Regierungsrätin Barbara Schneider, Vorsteherin des Baudepartements Basel-Stadt und Vorsitzende des Agglomerationsprogramms Basel, skizzierte die Arbeiten in der 750'000-Personen grossen trinationalen Agglomeration Basel (TAB), welche Gemeinden aus den Kantonen Basel-Stadt, Basel-Landschaft, Aargau und Solothurn sowie aus Deutschland und Frankreich umfasst. Basierend auf dem gemeinsamen Entwicklungskonzept TAB aus dem Jahr 2001 und in enger Kooperation mit dem existierenden TAB-Verein wurde eine umfangreiche Bestandesaufnahme durchgeführt. So wurden Siedlungspotenziale in der Höhe von mehreren Hunderttausend Quadratmetern Bruttogeschossfläche ebenso erfasst wie 160 Verkehrsmassnahmen. Verkehr bedeutet dabei Motorisierter Individualverkehr (MIV), Öffentlicher Verkehr und Langsamverkehr. Damit keine Überkapazitäten entstehen, und unnötig teures öffentliches Geld für Infrastruktur ausgegeben wird, strebt Basel eine nachhaltige Agglomerationsentwicklung an. Verkehr- und Siedlungsentwicklung sollen besser aufeinander abgestimmt werden. Dem grenzüberschreitenden S-Bahnausbau kommt eine grosse strukturierende Bedeutung zu. Im nächsten Arbeitsschritt werden aus der umfangreichen Projektsammlung sorgfältig Prioritäten festgelegt. Kosten-Nutzen-Berechnungen sorgen für objektive Kriterien. Das Gesamtverkehrsmodell TAB ermöglicht es, die verkehrliche Wirksamkeit der verschiedenen Projekte zu ermitteln und die Besten herauszuschälen. Im Verlaufe des Herbstes werden diese Fachergebnisse in breit abgestützten Foren mit den betroffenen Gemeinden und interessierten Organisationen diskutiert. Ziel ist es, so Barbara Schneider, bis zum neuen Abgabetermin des Bundes ein konsensfähiges, realisierbares und erfolgreiches Agglomerationsprogramm Basel geschnürt zu haben.
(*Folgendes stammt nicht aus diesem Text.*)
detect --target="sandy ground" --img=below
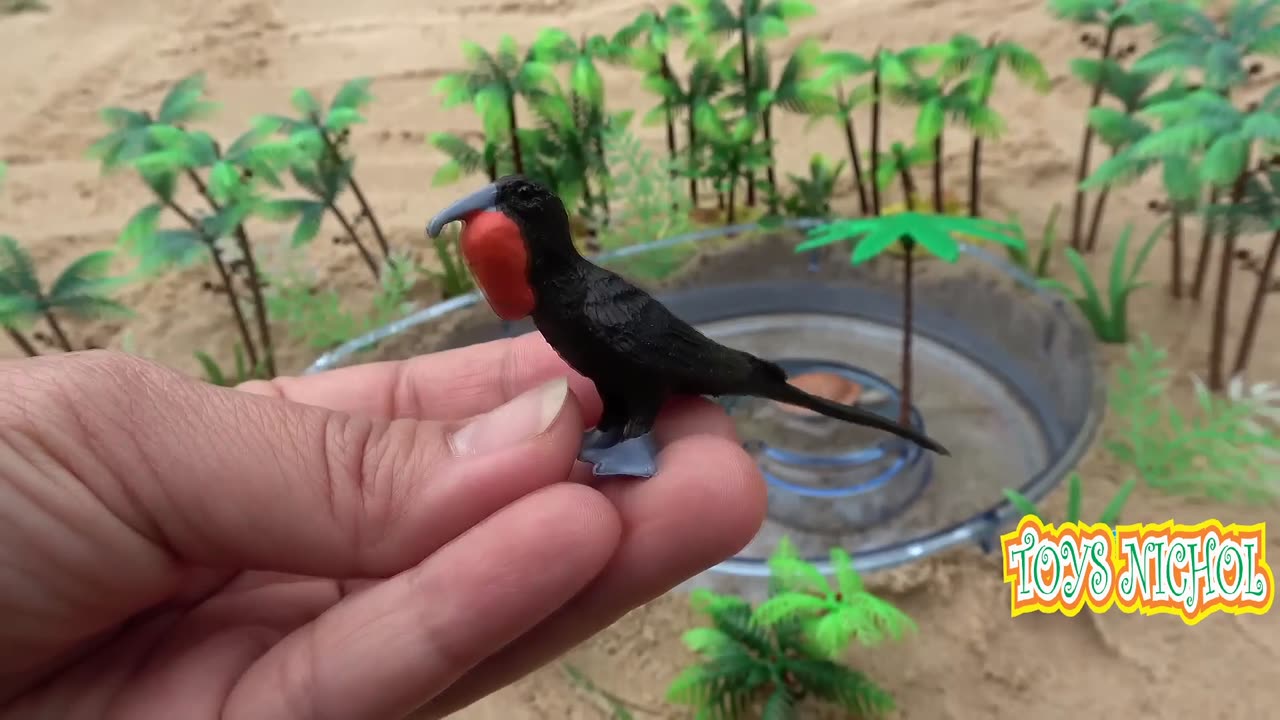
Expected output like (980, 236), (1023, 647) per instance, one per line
(0, 0), (1280, 720)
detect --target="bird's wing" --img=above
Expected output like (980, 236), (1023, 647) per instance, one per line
(582, 267), (748, 393)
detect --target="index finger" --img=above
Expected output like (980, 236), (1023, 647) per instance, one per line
(238, 332), (600, 425)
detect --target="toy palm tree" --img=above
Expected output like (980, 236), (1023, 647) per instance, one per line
(1134, 0), (1280, 294)
(746, 38), (835, 210)
(522, 95), (619, 218)
(884, 44), (969, 215)
(940, 35), (1050, 218)
(0, 236), (131, 355)
(1083, 59), (1169, 252)
(1048, 0), (1147, 250)
(689, 0), (817, 206)
(667, 539), (915, 720)
(1210, 167), (1280, 377)
(264, 78), (392, 263)
(532, 28), (630, 214)
(819, 51), (872, 215)
(870, 47), (911, 215)
(435, 35), (559, 173)
(676, 59), (732, 209)
(1133, 88), (1280, 391)
(426, 131), (503, 187)
(1133, 0), (1280, 95)
(796, 142), (1024, 424)
(613, 3), (690, 174)
(88, 73), (275, 373)
(1082, 75), (1210, 297)
(695, 102), (769, 224)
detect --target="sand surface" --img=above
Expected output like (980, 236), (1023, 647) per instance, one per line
(0, 0), (1280, 720)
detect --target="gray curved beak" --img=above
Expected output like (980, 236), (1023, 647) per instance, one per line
(426, 183), (498, 238)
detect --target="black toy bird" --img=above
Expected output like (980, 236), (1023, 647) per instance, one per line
(426, 176), (950, 478)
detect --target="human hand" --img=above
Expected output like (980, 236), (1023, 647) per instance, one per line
(0, 334), (765, 720)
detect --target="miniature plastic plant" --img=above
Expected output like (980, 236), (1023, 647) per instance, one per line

Regierungsrat Marco Borradori, Direktor des Dipartimento del territorio des Kantons Tessin, referierte zum Tessiner Städtenetz mit den Polen Bellinzona, Locarno, Lugano und Chiasso-Mendrisio. Für den Agglomerationsverkehr hat man sich die Ziele gesetzt, die erwartete Verkehrszunahme nachhaltiger zu gestalten und den Modalsplit von heute 14 Prozent öffentlicher Verkehr und 6 Prozent Langsamverkehr zu steigern. Als Instrumente werden einerseits regionale Verkehrspläne geschaffen, welche interdisziplinär angelegt sind und alle Verkehrsträger umfassen. Anderseits denkt man im Tessin an die Befugnisübertragung an regionale Trägerschaften, den sogenannten "commissione regionale dei trasporti".
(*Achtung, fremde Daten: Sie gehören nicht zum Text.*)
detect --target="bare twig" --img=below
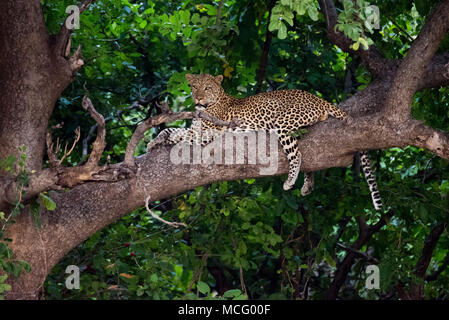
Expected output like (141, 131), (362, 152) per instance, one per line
(59, 127), (81, 164)
(145, 196), (187, 228)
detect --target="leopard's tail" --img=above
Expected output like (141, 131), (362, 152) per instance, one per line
(360, 151), (382, 210)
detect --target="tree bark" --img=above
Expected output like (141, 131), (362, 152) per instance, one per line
(0, 0), (449, 299)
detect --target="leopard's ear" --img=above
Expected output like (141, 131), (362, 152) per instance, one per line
(186, 73), (195, 83)
(214, 74), (223, 84)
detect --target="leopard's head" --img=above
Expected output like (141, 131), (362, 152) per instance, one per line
(186, 74), (224, 107)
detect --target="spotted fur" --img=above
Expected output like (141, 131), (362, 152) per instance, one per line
(360, 151), (382, 210)
(147, 74), (382, 211)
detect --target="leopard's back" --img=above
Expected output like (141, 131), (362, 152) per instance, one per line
(220, 90), (346, 132)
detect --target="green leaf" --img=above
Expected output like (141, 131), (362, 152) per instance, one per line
(39, 192), (56, 211)
(196, 281), (210, 295)
(307, 3), (318, 21)
(223, 289), (242, 298)
(278, 23), (287, 39)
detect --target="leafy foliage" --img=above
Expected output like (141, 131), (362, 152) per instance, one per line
(40, 0), (449, 299)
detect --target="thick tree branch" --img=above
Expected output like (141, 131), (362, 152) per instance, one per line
(385, 0), (449, 122)
(124, 104), (242, 168)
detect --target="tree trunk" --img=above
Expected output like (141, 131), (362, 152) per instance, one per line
(0, 0), (449, 299)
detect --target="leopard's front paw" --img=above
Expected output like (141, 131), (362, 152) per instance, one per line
(301, 185), (312, 197)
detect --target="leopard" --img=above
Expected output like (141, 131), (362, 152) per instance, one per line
(147, 73), (382, 210)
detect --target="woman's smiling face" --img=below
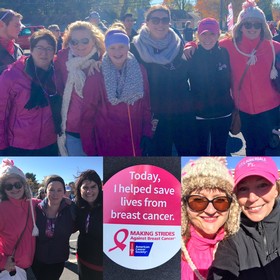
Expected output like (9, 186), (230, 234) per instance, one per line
(236, 175), (278, 222)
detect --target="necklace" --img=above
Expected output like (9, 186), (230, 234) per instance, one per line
(182, 240), (219, 280)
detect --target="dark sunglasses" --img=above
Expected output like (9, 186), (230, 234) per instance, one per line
(4, 182), (23, 191)
(150, 17), (170, 25)
(69, 38), (90, 46)
(184, 195), (232, 212)
(243, 22), (262, 29)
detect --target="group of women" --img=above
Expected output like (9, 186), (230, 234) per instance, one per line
(0, 5), (188, 156)
(0, 159), (103, 280)
(0, 0), (280, 156)
(181, 157), (280, 280)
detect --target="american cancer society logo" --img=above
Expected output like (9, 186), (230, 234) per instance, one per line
(108, 228), (175, 257)
(109, 228), (153, 257)
(129, 242), (153, 257)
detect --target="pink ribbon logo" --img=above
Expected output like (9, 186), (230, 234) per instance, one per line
(109, 228), (128, 252)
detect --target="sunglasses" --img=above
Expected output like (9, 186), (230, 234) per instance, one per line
(243, 22), (262, 29)
(69, 38), (90, 46)
(34, 46), (54, 53)
(149, 17), (170, 25)
(4, 182), (23, 191)
(184, 195), (232, 212)
(0, 10), (12, 20)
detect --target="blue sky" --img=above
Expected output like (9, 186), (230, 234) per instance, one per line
(181, 157), (280, 169)
(0, 157), (103, 183)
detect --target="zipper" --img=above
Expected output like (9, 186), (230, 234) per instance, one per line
(258, 222), (269, 259)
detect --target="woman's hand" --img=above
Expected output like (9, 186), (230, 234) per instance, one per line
(184, 46), (195, 60)
(4, 256), (16, 272)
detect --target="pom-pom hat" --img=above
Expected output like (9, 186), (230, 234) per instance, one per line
(0, 158), (39, 236)
(237, 0), (266, 23)
(234, 157), (279, 186)
(232, 0), (278, 80)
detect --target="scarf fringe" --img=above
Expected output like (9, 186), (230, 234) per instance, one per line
(57, 47), (97, 156)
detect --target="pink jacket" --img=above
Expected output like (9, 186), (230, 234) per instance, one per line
(55, 49), (101, 156)
(93, 66), (152, 156)
(0, 56), (56, 150)
(181, 226), (224, 280)
(220, 37), (280, 114)
(0, 198), (40, 270)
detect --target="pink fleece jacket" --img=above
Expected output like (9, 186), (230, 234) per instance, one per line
(220, 37), (280, 114)
(0, 198), (40, 270)
(181, 226), (224, 280)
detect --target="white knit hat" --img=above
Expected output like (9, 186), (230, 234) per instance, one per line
(181, 157), (240, 239)
(232, 0), (278, 80)
(237, 0), (266, 23)
(0, 158), (26, 180)
(232, 0), (272, 40)
(0, 158), (39, 236)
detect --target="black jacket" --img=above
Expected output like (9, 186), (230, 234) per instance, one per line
(207, 203), (280, 280)
(0, 44), (23, 74)
(76, 202), (103, 266)
(35, 199), (76, 264)
(130, 43), (193, 116)
(187, 44), (234, 118)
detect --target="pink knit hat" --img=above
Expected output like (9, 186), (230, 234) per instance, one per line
(0, 158), (26, 180)
(234, 157), (279, 187)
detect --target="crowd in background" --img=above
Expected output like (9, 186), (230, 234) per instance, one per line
(0, 1), (280, 156)
(0, 159), (103, 280)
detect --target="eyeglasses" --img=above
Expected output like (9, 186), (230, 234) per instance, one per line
(81, 185), (98, 192)
(149, 17), (170, 25)
(69, 38), (90, 46)
(184, 195), (232, 212)
(243, 22), (262, 29)
(34, 46), (54, 53)
(4, 182), (23, 191)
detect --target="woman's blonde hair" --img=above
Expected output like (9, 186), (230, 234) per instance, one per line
(145, 4), (171, 22)
(181, 157), (240, 243)
(63, 21), (105, 56)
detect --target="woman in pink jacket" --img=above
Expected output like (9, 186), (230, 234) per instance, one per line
(181, 157), (240, 280)
(0, 29), (60, 156)
(0, 159), (40, 275)
(185, 0), (280, 156)
(94, 28), (152, 156)
(55, 21), (105, 156)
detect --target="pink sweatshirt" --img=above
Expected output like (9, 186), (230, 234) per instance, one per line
(181, 226), (224, 280)
(219, 37), (280, 114)
(0, 198), (40, 270)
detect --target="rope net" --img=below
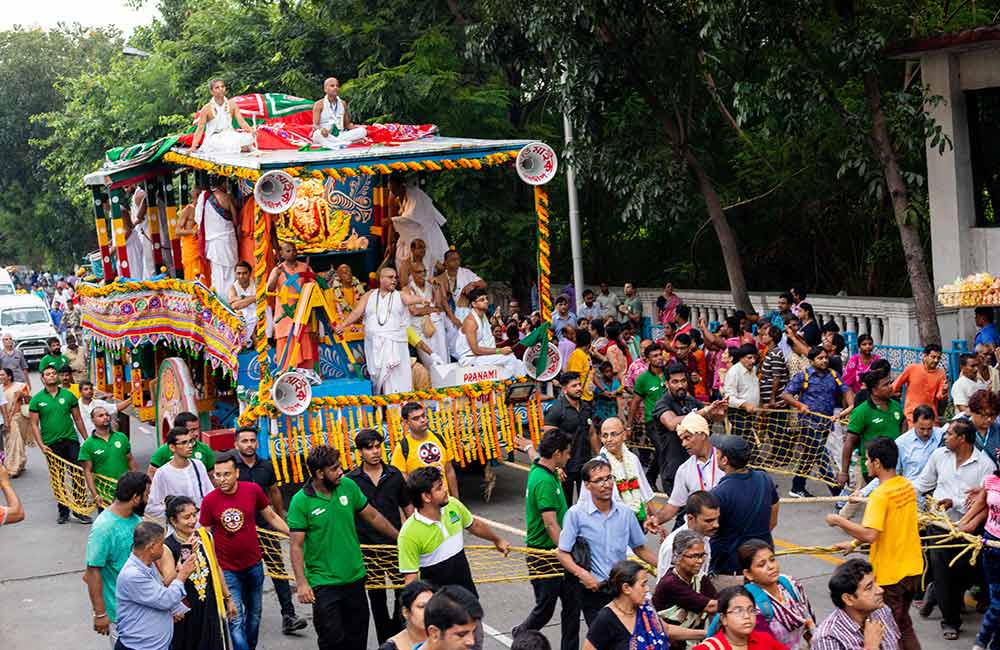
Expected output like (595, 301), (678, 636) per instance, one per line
(45, 451), (118, 515)
(257, 528), (563, 589)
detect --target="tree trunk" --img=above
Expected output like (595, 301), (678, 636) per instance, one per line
(684, 147), (757, 314)
(865, 72), (941, 345)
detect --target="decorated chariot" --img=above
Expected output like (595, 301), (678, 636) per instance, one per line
(79, 95), (558, 482)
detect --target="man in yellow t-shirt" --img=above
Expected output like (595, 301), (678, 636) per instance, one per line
(826, 437), (924, 650)
(390, 402), (458, 498)
(565, 329), (594, 404)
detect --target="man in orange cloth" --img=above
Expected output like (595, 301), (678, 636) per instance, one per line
(267, 242), (318, 368)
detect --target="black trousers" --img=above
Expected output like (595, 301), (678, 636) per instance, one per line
(512, 557), (580, 650)
(927, 527), (982, 628)
(362, 542), (403, 645)
(313, 578), (368, 650)
(49, 438), (82, 516)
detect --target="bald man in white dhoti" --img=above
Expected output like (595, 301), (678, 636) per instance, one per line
(403, 262), (455, 366)
(194, 176), (240, 298)
(389, 174), (448, 277)
(335, 267), (417, 395)
(312, 77), (368, 149)
(455, 288), (526, 379)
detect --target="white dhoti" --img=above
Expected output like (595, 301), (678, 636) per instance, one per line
(458, 354), (528, 379)
(365, 333), (413, 395)
(365, 289), (413, 395)
(194, 192), (240, 296)
(118, 228), (145, 280)
(198, 129), (253, 153)
(312, 126), (368, 149)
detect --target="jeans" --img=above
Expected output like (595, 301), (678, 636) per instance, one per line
(49, 438), (84, 516)
(792, 413), (840, 495)
(511, 556), (580, 650)
(313, 578), (368, 650)
(980, 535), (1000, 650)
(222, 562), (264, 650)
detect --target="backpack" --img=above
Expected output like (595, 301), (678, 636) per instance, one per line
(705, 574), (799, 638)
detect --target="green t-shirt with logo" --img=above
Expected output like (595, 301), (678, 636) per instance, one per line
(847, 399), (904, 474)
(396, 497), (473, 573)
(28, 388), (78, 446)
(524, 461), (567, 549)
(288, 476), (368, 588)
(632, 370), (666, 422)
(77, 431), (132, 481)
(149, 440), (215, 472)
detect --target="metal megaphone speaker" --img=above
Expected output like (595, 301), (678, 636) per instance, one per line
(514, 142), (559, 185)
(253, 169), (295, 214)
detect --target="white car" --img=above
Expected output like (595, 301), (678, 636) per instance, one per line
(0, 293), (59, 363)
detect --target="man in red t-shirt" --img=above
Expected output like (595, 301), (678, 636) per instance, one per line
(200, 451), (288, 650)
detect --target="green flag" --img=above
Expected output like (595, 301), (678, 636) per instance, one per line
(521, 323), (549, 377)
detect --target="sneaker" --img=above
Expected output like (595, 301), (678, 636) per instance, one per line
(281, 615), (309, 634)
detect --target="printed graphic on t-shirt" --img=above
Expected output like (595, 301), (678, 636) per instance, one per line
(219, 508), (243, 533)
(417, 440), (442, 465)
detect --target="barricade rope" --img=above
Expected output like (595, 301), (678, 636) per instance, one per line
(257, 528), (563, 589)
(45, 451), (118, 515)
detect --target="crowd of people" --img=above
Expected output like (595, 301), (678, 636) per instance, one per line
(9, 266), (1000, 650)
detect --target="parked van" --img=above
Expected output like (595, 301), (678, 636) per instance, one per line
(0, 293), (59, 363)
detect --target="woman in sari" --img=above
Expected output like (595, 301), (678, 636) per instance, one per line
(583, 560), (705, 650)
(736, 539), (816, 650)
(653, 530), (719, 650)
(694, 586), (786, 650)
(160, 496), (236, 650)
(0, 368), (31, 478)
Nationalrat Peter Vollmer unterstrich die Verantwortung des Bundesparlamentes, für die Mitfinanzierung einer sinnvollen Agglomerationsverkehrspolitik durch den Bund die notwendigen Voraussetzungen zu schaffen. Nach dem Bekenntnis zugunsten rascher Lösungen von allen politischen Kreisen anlässlich des "Runden Tisches" vom 1. April 2004 und aufgrund hängiger parlamentarischer Initiativen liegt der Ball bei den Verkehrskommissionen von National- und Ständerat. Angesichts der hohen Bedeutung der Agglomerationen für den Standort Schweiz sollte jetzt endlich ein Durchbruch möglich sein.
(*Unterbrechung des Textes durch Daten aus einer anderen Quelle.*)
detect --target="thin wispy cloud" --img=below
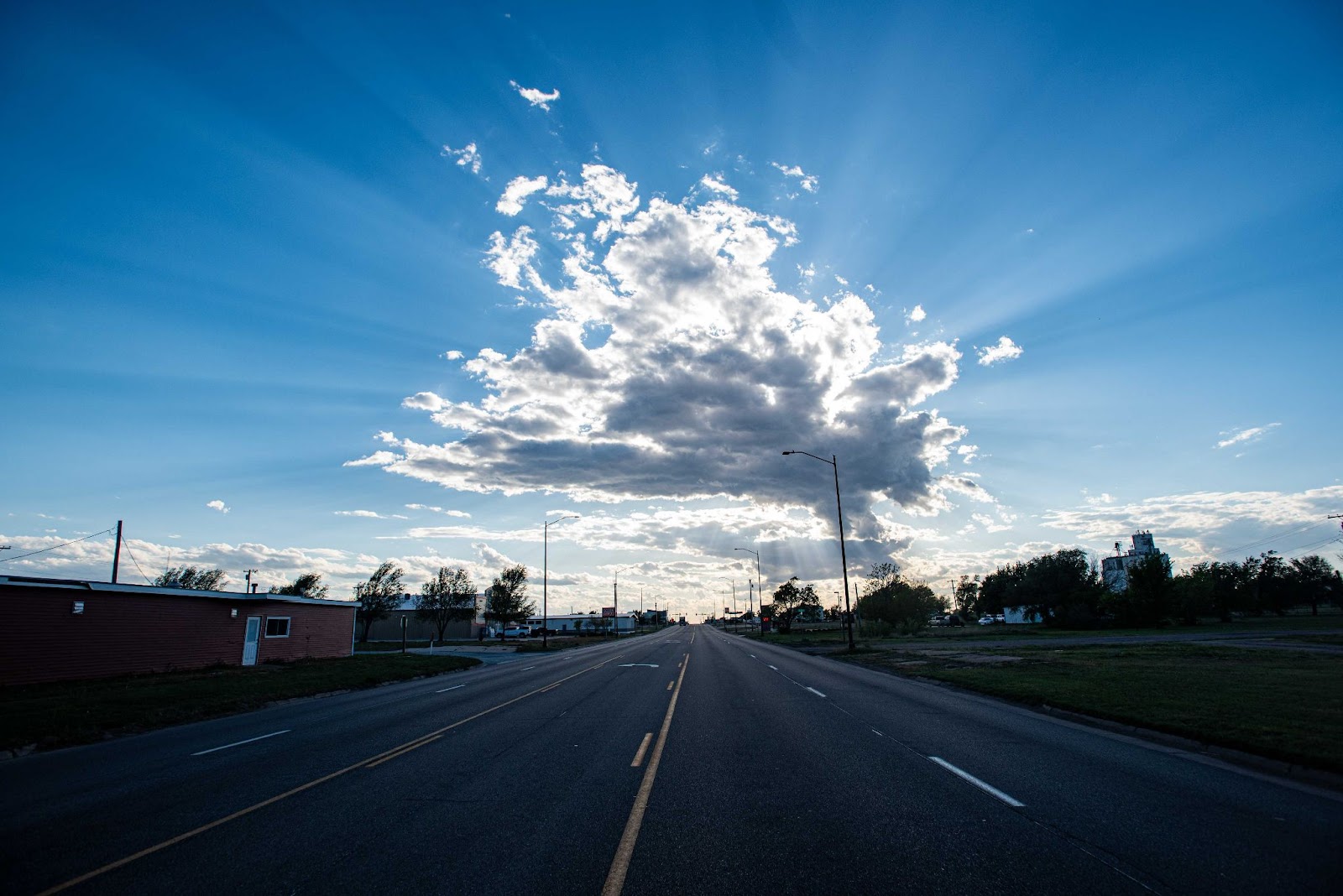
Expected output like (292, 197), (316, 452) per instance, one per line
(1214, 423), (1283, 451)
(508, 81), (560, 112)
(770, 162), (821, 193)
(332, 510), (410, 519)
(979, 336), (1022, 367)
(494, 175), (549, 216)
(439, 143), (481, 175)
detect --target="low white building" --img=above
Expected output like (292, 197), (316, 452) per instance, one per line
(526, 613), (636, 634)
(1100, 533), (1170, 593)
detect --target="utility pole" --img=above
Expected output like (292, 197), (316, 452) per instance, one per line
(112, 519), (121, 585)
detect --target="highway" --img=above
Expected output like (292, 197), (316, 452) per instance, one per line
(0, 625), (1343, 894)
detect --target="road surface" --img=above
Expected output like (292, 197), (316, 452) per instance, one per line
(0, 627), (1343, 894)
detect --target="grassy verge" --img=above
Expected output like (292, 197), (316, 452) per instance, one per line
(853, 643), (1343, 773)
(0, 654), (479, 750)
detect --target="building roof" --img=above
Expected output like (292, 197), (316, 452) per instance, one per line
(0, 576), (356, 607)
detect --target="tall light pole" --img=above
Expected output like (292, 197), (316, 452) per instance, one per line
(611, 563), (638, 641)
(732, 547), (764, 622)
(783, 451), (854, 650)
(541, 513), (577, 650)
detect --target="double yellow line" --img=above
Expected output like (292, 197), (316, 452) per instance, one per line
(38, 654), (623, 896)
(602, 654), (690, 896)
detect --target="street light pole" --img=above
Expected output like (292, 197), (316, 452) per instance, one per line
(732, 547), (764, 622)
(611, 563), (638, 641)
(541, 513), (577, 650)
(783, 451), (855, 650)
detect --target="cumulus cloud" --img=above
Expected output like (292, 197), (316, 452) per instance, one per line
(441, 143), (481, 175)
(1215, 423), (1283, 451)
(494, 175), (549, 216)
(979, 336), (1021, 367)
(770, 162), (821, 193)
(348, 165), (987, 538)
(508, 81), (560, 112)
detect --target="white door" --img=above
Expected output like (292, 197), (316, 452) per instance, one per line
(243, 616), (260, 665)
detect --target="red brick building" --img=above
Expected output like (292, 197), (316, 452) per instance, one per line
(0, 576), (356, 685)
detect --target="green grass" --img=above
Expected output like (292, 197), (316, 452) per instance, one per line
(0, 654), (479, 750)
(853, 643), (1343, 771)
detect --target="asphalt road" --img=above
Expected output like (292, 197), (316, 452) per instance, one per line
(0, 627), (1343, 894)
Regierungsrätin Elsbeth Schneider-Kenel, Vorsteherin der Bau- und Umweltschutzdirektion Basel-Landschaft, hält schliesslich fest, dass trotz der grossen räumlichen Distanz zwischen den Grossagglomerationen Tessin und Basel sehr viele gemeinsame Interessen und Forderung bestehen. Durch die Internationalität dieser Metropolitan-Räume sind entsprechend flexibel gestaltbare und auf bereits bestehenden Strukturen aufbauende Lösungen zu ermöglichen. Nur so können künftig grenzüberschreitende Probleme einer förderlichen Lösung zugeführt werden. In diesem Zusammenhang weist die Baudirektorin des Kantons Basel-Landschaft explizit darauf hin, dass grenzüberschreitende Agglomerationen gegenüber einfacher strukturierter Agglomerationen auf keinen Fall benachteiligt werden dürfen. Entsprechende Trägerschaften haben also auf die bestehenden internationalen, nationalen und kantonalen Rahmenbedingungen – sowohl strukturell als auch politisch – Rücksicht zu nehmen. Vorgaben des Bundes dürfen nicht dazu führen, dass zusätzliche Probleme und Hürden aufgebaut werden. Vielmehr ist auf politische Gegebenheiten Rücksicht zu nehmen. Es muss deshalb auch möglich sein, eine Mitfinanzierung für bi- und trinationale Projekte gewährleisten zu können. Zudem sind die Beurteilungskriterien stufengerecht festzulegen, wobei auch der europäische Standard mit zu berücksichtigen ist.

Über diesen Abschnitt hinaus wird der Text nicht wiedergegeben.